Of course, this could result in new problems when they finally join the workforce. Poor motivation can certainly affect the continuation of their career in the future, and when they have children, it is not impossible that they will find it difficult to deal with inflation in their child's education costs.
For those of you who already have children, of course you don't want your children to have difficulty getting a higher education because of their parents' financial conditions, as well as becoming unemployed in the future. Therefore, do these four things right now.
Encourage children to learn financial planning
Financial planning is something that is not taught in school, but it can certainly help someone understand their life goals both in the short and long term. Starting from how they prepare themselves to enter each stage of life to developing wealth.
By understanding financial planning, your child will be able to draw a picture of your plans for the future.

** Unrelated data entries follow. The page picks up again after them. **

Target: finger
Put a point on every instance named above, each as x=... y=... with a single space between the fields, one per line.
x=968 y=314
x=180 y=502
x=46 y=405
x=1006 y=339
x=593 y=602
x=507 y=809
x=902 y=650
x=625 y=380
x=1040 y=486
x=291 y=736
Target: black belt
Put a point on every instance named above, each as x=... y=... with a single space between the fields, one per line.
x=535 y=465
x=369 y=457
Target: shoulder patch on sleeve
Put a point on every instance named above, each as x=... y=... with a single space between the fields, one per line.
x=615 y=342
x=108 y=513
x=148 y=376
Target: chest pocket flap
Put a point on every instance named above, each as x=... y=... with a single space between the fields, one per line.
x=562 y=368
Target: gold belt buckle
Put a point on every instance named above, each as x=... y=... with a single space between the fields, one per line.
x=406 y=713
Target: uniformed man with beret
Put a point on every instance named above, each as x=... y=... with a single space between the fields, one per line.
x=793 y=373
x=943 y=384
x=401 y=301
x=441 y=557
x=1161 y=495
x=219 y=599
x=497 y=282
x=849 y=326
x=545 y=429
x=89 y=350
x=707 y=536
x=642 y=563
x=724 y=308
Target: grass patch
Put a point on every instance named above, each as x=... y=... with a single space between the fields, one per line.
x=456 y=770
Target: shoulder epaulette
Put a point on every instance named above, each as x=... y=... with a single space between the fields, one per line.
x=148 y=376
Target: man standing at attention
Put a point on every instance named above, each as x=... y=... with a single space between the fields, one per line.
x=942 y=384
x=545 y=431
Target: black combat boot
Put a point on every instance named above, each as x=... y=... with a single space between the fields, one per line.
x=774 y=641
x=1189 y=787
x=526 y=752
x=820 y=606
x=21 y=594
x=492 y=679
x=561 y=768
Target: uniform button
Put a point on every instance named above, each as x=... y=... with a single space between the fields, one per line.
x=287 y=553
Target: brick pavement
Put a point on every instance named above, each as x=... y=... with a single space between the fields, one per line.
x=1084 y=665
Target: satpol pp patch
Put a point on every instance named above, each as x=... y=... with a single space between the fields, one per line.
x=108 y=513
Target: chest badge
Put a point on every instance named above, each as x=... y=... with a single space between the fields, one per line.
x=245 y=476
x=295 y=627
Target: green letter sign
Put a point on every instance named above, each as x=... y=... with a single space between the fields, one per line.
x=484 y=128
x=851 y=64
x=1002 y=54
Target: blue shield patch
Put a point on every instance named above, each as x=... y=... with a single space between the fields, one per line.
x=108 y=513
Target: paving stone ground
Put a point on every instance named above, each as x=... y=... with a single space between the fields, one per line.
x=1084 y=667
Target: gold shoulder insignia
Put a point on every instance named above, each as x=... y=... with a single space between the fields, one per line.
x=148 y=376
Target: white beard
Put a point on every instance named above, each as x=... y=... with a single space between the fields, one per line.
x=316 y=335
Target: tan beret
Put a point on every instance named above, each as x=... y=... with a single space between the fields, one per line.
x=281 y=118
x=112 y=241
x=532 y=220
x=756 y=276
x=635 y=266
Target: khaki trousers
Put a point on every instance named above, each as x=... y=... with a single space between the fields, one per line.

Emphasize them to continue to upgrade their knowledge
Receiving income is certainly not limited to being an employee at a company and receiving a salary, holiday allowances and bonuses from the workplace. Income can be obtained from various things, such as business or freelance work.
However, to be able to get this, someone must have sufficient knowledge to be able to compete.
Encourage your child to expand their skills into various fields, so that they can take advantage of all the opportunities that exist in the future.
Teach to distinguish between needs and desires
It's not wrong to let them spend their money on something they want. However, also remind him that there are necessary things that must be purchased so that he can be more responsible.
Remind them not to spend all the money, and allocate some of it to buy what they need.
Plan educational costs for him as early as possible
Children's education costs will indeed experience inflation every year. It's a big mistake if you don't anticipate this as early as possible, before your child enters school.
Ideally, parents should start collecting funds for their child's education when the child is born. However, each person's financial understanding is certainly different, as is the financial burden they carry.
However, it is never too late to plan regarding children's education costs.
It's a good idea to find out by asking directly to the university concerned or to relatives.
If your child is 10 years old now, then it is likely that in seven or eight years you will have enough money to send him to college. Therefore, you have seven to eight years to save.
By knowing the time period for investing or saving, you can determine what investment instruments should be used.
The longer the investment period, the more flexible the choice of instruments. Meanwhile, the shorter the time period, the more advisable it is for you to choose instruments with low risk.